Friday 31 October 2014

Latin Doctor Quote of the Day - St. Ambrose on Confession




''They affirm that they are showing great reverence for God, to Whom alone they reserve the power of forgiving sins. But in truth none do Him greater injury than they who choose to prune His commandments and reject the office entrusted to them. For inasmuch as the Lord Jesus Himself said in the GospelReceive the Holy Spirit: whosesoever sins you forgive they are forgiven unto them, and whosesoeversins you retain, they are retained, John 20:22-23 who is it that honours Him most, he who obeys His bidding or he who rejects it?'' (On Repentence 6)
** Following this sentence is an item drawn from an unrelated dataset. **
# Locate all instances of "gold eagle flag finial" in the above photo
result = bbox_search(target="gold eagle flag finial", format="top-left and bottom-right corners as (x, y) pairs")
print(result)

Gloss: It pertains to the Church of Christ to perpetuate the Incarnation of her divine founder. Our Lord descended as Saviour, the formal motive of which was mercy for miserable man in view of the ultimate end of manifesting the goodness of God. If man were to remain just and in the state of innocence, the Word would not have become flesh. Jesus did not constitute a community to merely call to mind His deeds but rather to apply the merit of those deeds to divers men throughout all nations. Satisfaction and reconciliation were the purpose of the Incarnation and this end is to be pursued in the Catholic Church until the Day of Judgement. The infinitely worthy sacrifice of the altar and the reconciliation of penitents are the two chiefs functions of the priests of our Lord, all else is secondary. The divine sending of the Apostles and their successors and collaborators is urgent and admits of no delay. Who are we to deny the commission of our Lord to men and consider this to uphold the divine majesty? What great power and dignity He has conferred upon His priests to apply to needful man today what Christ obtained for us under the sentence of Pilate?